Jie (volk)

Uit Wikipedia, de vrije encyclopedie

De Jié (Chinees: 羯; Wade-Giles: Chieh; Middel Chinees: [ki̯at] ) behoorden in de 4e eeuw tot een stam uit Noord-China. Tijdens de Periode van de Zestien Koninkrijken stonden ze bij de Chinezen bekend als een van de vijf barbaren (Wu Hu). Onder Shi Le vestigden ze de Latere Zhao. De Jie werden verslagen door Ran Min in de Wei-Jie oorlog in 350 na Chr. en betekende de val van de Latere Zhao.

Oorsprong[bewerken | brontekst bewerken]

De etniciteit van de Jie is onduidelijk, waarbij sommige wetenschappers een Turkse afkomst suggereren, terwijl nieuwer onderzoek suggereert, dat ze een Jenisejische taal spraken.

  • Volgens het Boek van de Wei (6e eeuw) is de naam Jie afgeleid van het Jiéshì-gebied (羯 室, het huidige district Yushe in de provincie Shanxi), waar de Jie woonden.
  • Volgens het Boek van de Jin maakten de voorouders van Shi Le deel uit van de multi-etnische Xiongnu-stam die bekend staat als Qiāngqú (羌 渠).
  • Anderen beweren dat de Jie een oude Jenisejische sprekende stam waren, verwant aan de Ketten, die tegenwoordig tussen de rivieren de Ob en de Jenisej leven.

Geschiedenis[bewerken | brontekst bewerken]

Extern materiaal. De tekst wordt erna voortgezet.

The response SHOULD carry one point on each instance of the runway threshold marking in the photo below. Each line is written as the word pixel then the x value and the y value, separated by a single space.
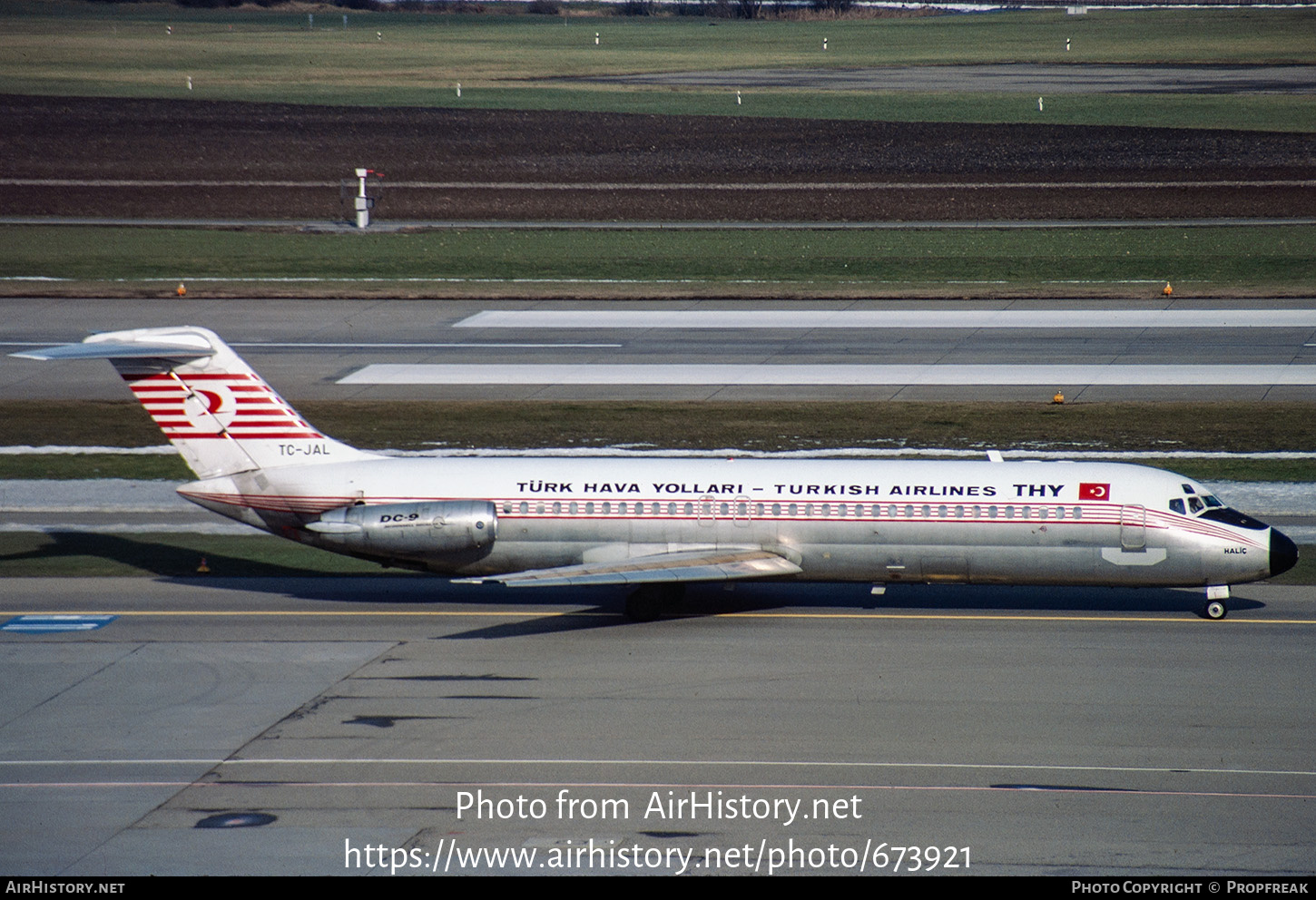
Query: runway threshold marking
pixel 856 374
pixel 889 318
pixel 751 763
pixel 526 613
pixel 953 788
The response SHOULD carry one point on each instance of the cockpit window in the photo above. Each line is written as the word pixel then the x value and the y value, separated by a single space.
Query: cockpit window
pixel 1233 517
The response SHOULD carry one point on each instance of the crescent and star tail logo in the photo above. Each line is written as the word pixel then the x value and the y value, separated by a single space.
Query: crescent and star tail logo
pixel 1093 491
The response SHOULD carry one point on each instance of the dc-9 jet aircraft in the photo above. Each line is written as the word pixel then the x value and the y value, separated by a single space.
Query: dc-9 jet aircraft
pixel 658 523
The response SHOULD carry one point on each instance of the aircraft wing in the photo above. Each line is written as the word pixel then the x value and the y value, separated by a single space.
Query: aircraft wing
pixel 690 566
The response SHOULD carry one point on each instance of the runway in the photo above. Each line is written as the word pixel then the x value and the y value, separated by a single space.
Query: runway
pixel 705 349
pixel 327 715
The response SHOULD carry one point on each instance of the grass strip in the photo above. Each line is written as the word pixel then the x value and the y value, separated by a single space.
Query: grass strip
pixel 1237 257
pixel 515 61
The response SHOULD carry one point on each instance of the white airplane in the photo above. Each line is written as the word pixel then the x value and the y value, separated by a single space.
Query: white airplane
pixel 658 523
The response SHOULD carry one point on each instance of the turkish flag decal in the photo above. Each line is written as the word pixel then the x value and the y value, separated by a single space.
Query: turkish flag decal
pixel 1090 491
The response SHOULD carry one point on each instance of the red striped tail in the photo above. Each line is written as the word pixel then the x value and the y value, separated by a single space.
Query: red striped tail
pixel 208 406
pixel 220 415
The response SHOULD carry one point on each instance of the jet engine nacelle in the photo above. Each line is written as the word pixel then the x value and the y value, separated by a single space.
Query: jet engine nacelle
pixel 447 526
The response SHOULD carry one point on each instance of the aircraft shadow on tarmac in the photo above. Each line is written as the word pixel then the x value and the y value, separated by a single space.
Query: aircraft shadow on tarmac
pixel 604 604
pixel 602 607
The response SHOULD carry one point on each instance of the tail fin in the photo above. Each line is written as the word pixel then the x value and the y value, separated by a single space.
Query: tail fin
pixel 220 415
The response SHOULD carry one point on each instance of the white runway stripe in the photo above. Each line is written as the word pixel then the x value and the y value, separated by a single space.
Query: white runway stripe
pixel 889 318
pixel 830 374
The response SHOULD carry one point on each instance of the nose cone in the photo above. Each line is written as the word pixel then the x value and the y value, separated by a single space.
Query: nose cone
pixel 1283 553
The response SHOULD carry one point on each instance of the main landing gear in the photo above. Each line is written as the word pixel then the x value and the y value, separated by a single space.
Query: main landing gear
pixel 1215 607
pixel 648 602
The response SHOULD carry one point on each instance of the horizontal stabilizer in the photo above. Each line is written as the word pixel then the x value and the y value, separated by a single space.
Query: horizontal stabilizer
pixel 698 566
pixel 182 349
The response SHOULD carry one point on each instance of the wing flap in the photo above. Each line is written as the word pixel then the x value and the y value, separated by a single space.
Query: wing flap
pixel 698 566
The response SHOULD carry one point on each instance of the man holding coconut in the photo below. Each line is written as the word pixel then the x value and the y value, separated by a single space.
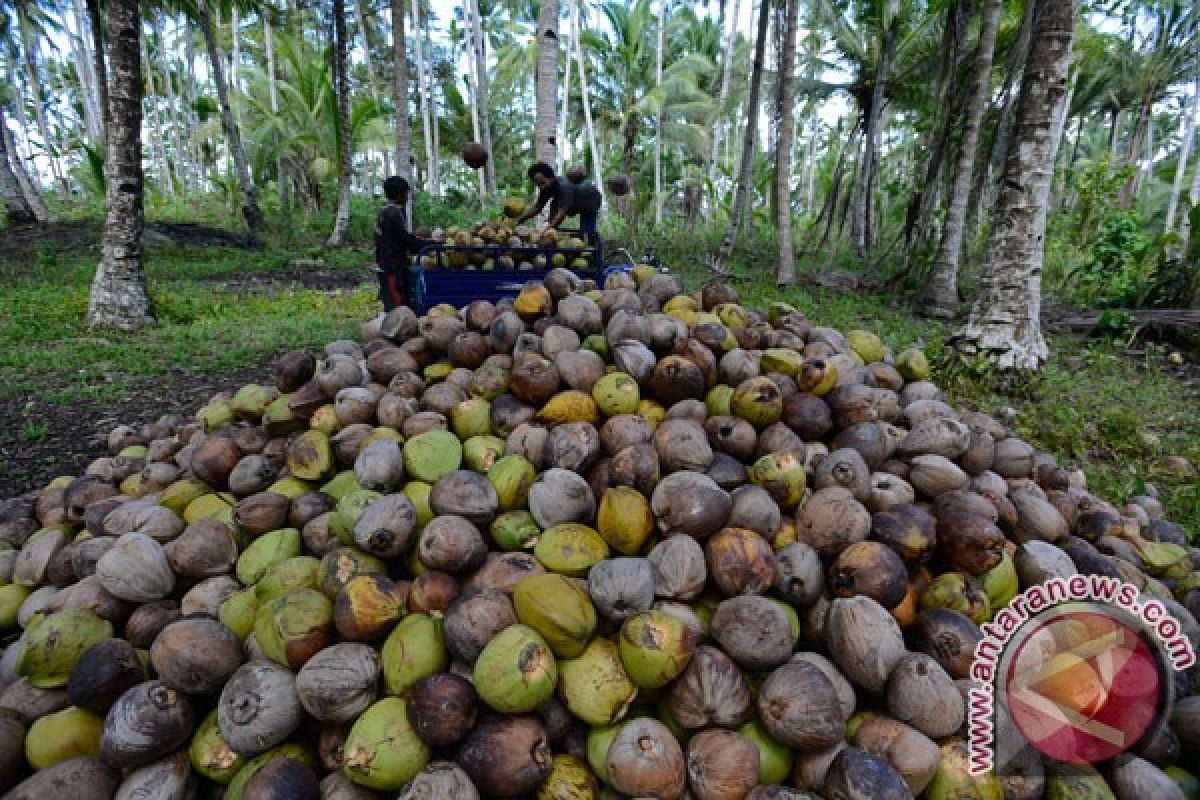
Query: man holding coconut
pixel 565 199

In 319 stichtte generaal Shi Le de staat Latere Zhao in Noord-China, die de Vroegere Zhao verdrong. Aan het rijk van Shi Le kwam er in 351 een einde. In de periode tussen 350 en 352, tijdens de Wei-Jie-oorlog, gaf generaal Ran Min het bevel de Jie volledig uit te roeien, die gemakkelijk te herkennen waren aan hoge neuzen en volle baarden, wat leidde tot een groot aantal doden. Volgens sommige bronnen werden meer dan 200.000 van hen gedood. Desondanks zullen de Jie in de komende 200 jaar af en toe in de geschiedenis terug opduiken.